Speaking about their ground-breaking and award-winning breakthrough, Mr Farquhar and Mr Richards said the discovery was far from an overnight success.

“We were both very passionate about improving the water use efficiency of wheat,” Dr Richards said.

“The yields in Australia are five times less than what they are in the United Kingdom, so there are massive opportunities for improvement if crops use water efficiently and effectively.”

Water supply continues to be the greatest limitation for grain production and agriculture world-wide. In the early 1980s the scientists discovered a new way to identify drought-proof wheat.

“We were able to screen the leaves which gave us an indicator of plants that grew more for the same amount of water,” Dr Richards said.

Nearly two decades later the Australian National University (ANU) and the the Commonwealth Scientific and Industrial Research Organisation (CSIRO) scientists succeeded in breeding new commercial varieties that grew 10 % more, but with the same amount of water.

“That meant a 10% increase in yield in the driest conditions, sometimes more than that,” he said. According to the article on Yahoo, Professor Graham Farquhar and Dr Richard Richards named their first two commercial releases after the famous Australian landscape artists Russell Drysdale and Lloyd Rees.

The original Drysdale and Rees wheat varieties have been out-dated, but they are still heavily used in breeding programs particularly in Spain, Syria and Iraq.

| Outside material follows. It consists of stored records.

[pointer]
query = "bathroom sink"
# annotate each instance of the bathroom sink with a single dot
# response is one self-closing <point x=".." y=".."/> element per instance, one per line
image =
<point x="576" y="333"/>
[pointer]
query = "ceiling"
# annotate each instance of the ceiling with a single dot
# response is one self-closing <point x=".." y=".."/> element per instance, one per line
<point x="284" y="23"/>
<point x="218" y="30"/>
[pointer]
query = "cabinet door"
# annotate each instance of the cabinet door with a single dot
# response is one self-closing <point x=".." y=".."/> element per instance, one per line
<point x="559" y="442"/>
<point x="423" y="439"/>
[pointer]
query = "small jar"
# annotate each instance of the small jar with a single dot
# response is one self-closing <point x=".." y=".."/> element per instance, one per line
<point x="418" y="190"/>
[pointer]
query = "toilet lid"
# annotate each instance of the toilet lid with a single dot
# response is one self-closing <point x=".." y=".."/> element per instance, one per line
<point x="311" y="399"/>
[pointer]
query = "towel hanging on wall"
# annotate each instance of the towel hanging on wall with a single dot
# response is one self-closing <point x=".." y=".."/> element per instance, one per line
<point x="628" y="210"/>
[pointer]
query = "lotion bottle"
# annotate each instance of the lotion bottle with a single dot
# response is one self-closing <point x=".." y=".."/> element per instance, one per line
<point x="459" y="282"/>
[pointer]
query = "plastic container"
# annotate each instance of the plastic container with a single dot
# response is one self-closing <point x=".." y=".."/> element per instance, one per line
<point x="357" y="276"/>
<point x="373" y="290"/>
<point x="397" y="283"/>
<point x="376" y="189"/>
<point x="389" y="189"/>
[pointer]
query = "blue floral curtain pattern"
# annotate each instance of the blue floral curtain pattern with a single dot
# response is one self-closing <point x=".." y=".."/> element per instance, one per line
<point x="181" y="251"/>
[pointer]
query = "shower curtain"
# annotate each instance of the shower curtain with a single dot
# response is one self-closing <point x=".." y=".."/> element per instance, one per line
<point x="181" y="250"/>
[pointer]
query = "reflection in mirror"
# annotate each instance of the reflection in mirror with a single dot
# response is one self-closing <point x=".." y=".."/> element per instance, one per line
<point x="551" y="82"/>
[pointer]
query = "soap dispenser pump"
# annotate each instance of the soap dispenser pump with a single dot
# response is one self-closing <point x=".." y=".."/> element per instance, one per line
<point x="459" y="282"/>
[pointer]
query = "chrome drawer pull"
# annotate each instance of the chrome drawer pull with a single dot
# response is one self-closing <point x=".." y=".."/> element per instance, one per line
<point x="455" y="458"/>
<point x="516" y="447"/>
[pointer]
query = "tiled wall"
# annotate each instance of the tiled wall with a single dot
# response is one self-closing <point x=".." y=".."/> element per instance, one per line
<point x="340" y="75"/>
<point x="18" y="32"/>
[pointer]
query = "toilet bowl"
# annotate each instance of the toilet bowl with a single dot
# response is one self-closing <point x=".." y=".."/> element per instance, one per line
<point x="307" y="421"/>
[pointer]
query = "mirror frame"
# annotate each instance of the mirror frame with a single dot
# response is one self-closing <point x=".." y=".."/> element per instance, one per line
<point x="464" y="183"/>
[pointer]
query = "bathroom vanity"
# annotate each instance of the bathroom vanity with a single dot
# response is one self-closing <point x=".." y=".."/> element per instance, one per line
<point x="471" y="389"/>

“We have shown that there are techniques available to select wheats that either need less water to yield, or yield more for the same limited amount of water,” ANU Professor Graham Farquhar said.

The Canberra-based researchers have also implemented their technique to barley and chickpea crops in other water-limited nations including India and Canada. Dr Richards said he was surprised to be nominated by peers for the prestigious 2014 Rank Prize for innovation excellence. He and his research partner have received $150,000 prize money.

“It was an enormous thrill,” he said. “My intention is to use it in some way to support younger scientists to get into crop improvement.” Professor Farquhar jokingly says he has other plans with his share of the prize money.

“I just heard Richard speaking of very noble things, but I think I will look around at fast cars or loose women or something like that,” he said.

CSIRO plant scientist Dr Hal Hatch is the only other Australian to have claimed the prestigious Rank Prize 33 years ago.